Así las cosas, la comisión directiva integrada por Fructuoso Aguilera, Inocencio Lazo, Manuel Soto, entre otros dirigentes, llevó a cabo distintas actividades en un club que al principio tuvo varias sedes que funcionaron en casas. Tiempo después, los dueños de la reconocida fábrica de sidra, Aniceto y Claudio Tinto, le regalaron al club un terreno ubicado en la antigua Villa Coraje (hoy conocida como Villa Gallardo), para que comience a trabajar en una sede propia. Con un lugar asegurado y también con los colores rojo y negro en su bandera, La Capilla pasó mucho tiempo sin personería jurídica. Los movimientos no quedaban registrados y tampoco podían realizar demasiadas actividades porque no estaba oficializado como un club. Los años pasaron hasta que finalmente en 1979 se formó una nueva comisión que obtuvo el título legal y la ayuda comenzó a llegar para levantar el salón actual y emparejar la cancha que tiene una capacidad para unos 1.000 espectadores.

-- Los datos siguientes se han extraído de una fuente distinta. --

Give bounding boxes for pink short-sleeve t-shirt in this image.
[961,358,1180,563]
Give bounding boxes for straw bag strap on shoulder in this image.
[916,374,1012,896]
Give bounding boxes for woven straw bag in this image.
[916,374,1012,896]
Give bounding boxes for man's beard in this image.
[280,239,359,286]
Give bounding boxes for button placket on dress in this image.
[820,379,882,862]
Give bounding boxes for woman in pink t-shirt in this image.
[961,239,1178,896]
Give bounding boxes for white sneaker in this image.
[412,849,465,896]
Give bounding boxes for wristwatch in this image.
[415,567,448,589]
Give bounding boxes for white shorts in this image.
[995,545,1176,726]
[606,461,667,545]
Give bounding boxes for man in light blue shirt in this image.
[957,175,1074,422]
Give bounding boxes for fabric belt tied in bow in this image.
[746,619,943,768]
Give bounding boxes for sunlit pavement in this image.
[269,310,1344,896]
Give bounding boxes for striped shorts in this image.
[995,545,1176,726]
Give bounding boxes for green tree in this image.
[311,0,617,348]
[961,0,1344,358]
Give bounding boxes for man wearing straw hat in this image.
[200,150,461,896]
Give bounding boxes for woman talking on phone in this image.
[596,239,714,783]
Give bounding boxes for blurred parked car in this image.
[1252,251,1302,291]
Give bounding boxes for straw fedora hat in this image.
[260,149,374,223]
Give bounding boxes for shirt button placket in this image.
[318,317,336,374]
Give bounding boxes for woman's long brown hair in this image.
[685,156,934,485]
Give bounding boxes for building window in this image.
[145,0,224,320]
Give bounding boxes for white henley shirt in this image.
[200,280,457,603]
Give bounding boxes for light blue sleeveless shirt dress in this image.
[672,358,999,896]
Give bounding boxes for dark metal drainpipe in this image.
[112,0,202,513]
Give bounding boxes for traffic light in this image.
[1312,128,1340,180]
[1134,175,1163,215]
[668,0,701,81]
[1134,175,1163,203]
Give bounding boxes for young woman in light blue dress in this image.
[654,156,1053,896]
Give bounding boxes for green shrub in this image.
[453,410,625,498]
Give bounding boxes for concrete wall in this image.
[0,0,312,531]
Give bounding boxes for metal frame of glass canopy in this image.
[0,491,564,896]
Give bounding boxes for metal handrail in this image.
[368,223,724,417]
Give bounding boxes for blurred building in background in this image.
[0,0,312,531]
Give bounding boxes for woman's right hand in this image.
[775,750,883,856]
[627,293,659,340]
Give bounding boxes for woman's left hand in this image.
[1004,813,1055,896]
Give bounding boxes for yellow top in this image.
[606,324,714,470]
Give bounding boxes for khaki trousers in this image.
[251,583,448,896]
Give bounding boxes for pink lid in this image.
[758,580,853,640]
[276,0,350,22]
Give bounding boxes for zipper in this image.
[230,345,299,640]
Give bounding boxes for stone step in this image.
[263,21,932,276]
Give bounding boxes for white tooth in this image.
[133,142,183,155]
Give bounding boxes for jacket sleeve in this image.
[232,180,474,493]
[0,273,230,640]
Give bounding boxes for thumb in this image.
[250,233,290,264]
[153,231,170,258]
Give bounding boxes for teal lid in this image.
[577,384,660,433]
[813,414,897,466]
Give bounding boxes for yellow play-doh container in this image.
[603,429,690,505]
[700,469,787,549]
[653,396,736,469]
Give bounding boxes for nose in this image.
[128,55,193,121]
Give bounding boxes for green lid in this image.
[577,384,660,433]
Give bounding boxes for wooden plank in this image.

El equipo dio sus primeros pasos en los torneos de la Liga Calingastina de Fútbol y en sus inicios su clásico fue Calingasta, pero con el correr de los años La Planta se convirtió en su principal rival. Los logros deportivos comenzaron a llegar y consecuentemente las participaciones en el Torneo de Clubes Campeones, que en este 2016 se elevan a cuatro. Es más, el Club Atlético La Capilla disputa la actual Copa DIARIO DE CUYO luciendo orgulloso su chapa de campeón departamental, que le genera aún más ilusiones y expectativas a sus fieles seguidores. Sin embargo, no todo es fútbol en el Rojinegro calingastino. Por estos días el presidente es el joven dirigente Celso Astudillo y en la institución hay unos 150 socios que abonan 5 pesos por mes. Ellos que pagan una cuota, más otros vecinos y colaboradores, son los que mantienen vivo al club realizando diferentes actividades para recaudar dinero, como bingos, rifas, fiestas con artistas, empanadas para vender y participaciones con carruseles en diferentes concursos de carnaval.